I am reminded as I write of this of a queer little thing that happened to me at times, most frequently in my adolescence and when I was a young man. I do not think that it has occurred at all during the last ten or fifteen years. It was this: The visible world, remaining just as bright and clear as ever it had been, would suddenly appear to be minute. People became midgets, the houses and the furniture, dolls’-houses and furniture, the trees, mere moss-fronds. I myself did not seem to shrink to scale; it was only the universe about me that shrank. This effect would last for a few seconds or for a few minutes, and then it would pass away. I have not found anyone else who has had this particular experience, but I am sure it has happened to many other people. I have never had the converse effect of enlargement.
I suppose a slight momentary change in my blood or breathing produced a change of phase in my nervous state, I perceived a difference in the feel of my vision, and my mind, a little perplexed, interpreted it in this fashion. If so there may be drugs that would have the same effect.
Or there may have been some little transitory fluctuation in my sensations of optical adjustment. Mental specialists connect doubts and confusions about one’s identity in dreams and in cases of mental disorder with changes in bodily feeling. Yet one may argue that a conviction of reality which is so finely poised that it totters at a slight excess or defect of oxygen or suchlike factor in the blood cannot be a very soundly established one.

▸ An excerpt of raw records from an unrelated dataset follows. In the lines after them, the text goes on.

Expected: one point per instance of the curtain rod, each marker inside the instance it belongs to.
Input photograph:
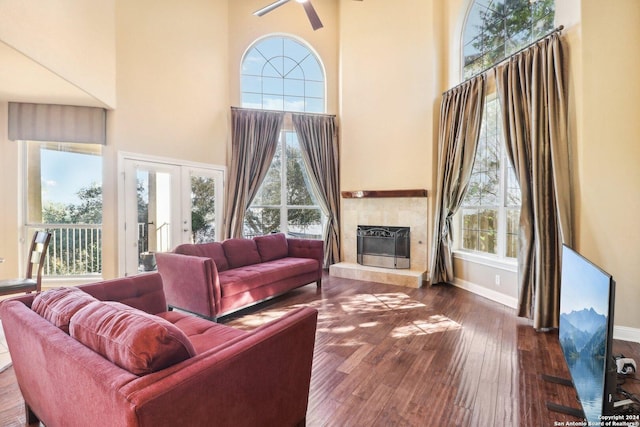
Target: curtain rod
(556, 30)
(284, 111)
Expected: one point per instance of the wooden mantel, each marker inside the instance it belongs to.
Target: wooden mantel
(360, 194)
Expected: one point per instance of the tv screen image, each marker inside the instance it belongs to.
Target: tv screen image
(586, 325)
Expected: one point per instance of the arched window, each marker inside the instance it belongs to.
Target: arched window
(283, 73)
(488, 220)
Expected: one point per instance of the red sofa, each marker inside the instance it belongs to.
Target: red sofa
(127, 361)
(219, 278)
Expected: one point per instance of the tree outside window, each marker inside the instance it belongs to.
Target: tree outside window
(488, 220)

But it is not my intention to be mystical. It is the world in the crystal I want to write about, this crystal into which I seem to have been looking now and living for nine-and-fifty years. I will not question the reality or quality of the crystal further. It does not matter for my present purpose whether that is the final reality, or only a transitory moving picture produced by some stir of chemicals in a membrane of grey-matter inside my skull. I want to write of the motives of action in it, of its pains and pleasures, of its beauty and provocation, before my mental strength begins, as it must so soon do now, to ebb. I want to write of love and curiosity and habit and inertia and all the other motives that have kept me going. I shall write as a fairly fortunate and happy man, glad to have lived and very glad still to be alive, but wonderingly, more than a little regretful that this perplexing, interesting fabric of display and experiences, so incomplete still, so challenging a tangle of riddles, is drawing towards it inexorable end.

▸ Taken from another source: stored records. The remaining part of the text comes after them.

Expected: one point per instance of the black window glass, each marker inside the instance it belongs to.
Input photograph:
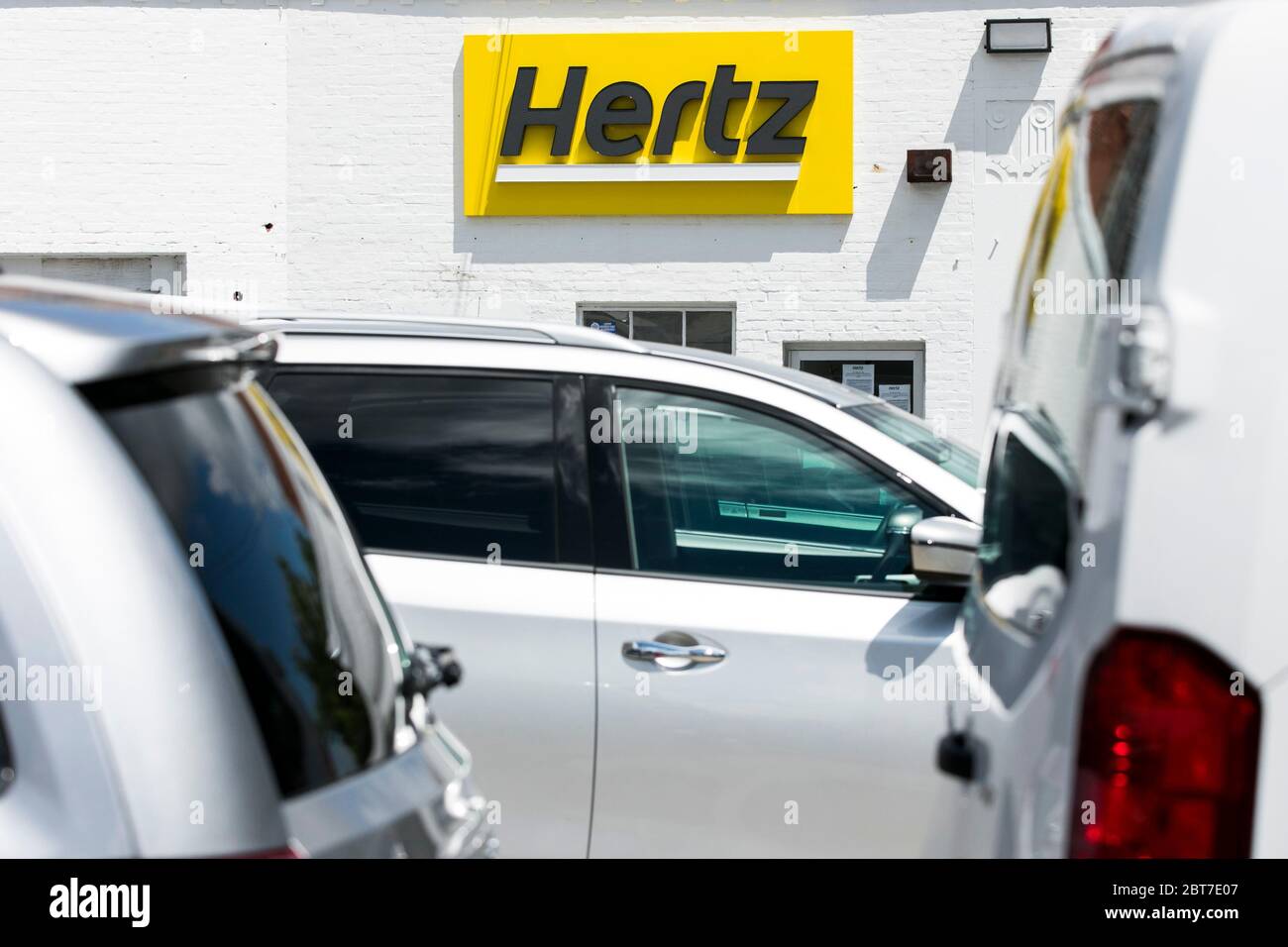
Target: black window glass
(7, 774)
(1120, 146)
(708, 330)
(608, 321)
(301, 617)
(434, 464)
(1025, 544)
(664, 326)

I do not want to go yet. I am sorry to have so little time before me. I wish before the ebb carries me right out of things altogether that I could know more–and know better. I came into the world with a clutter of protest; my mind is still haunted by protesting questions too vague for me to put into any form that would admit of an answer. If I had more time, I would like, just for a little while, in a winter’s fireside talk, as it were, to have things made clearer before I go.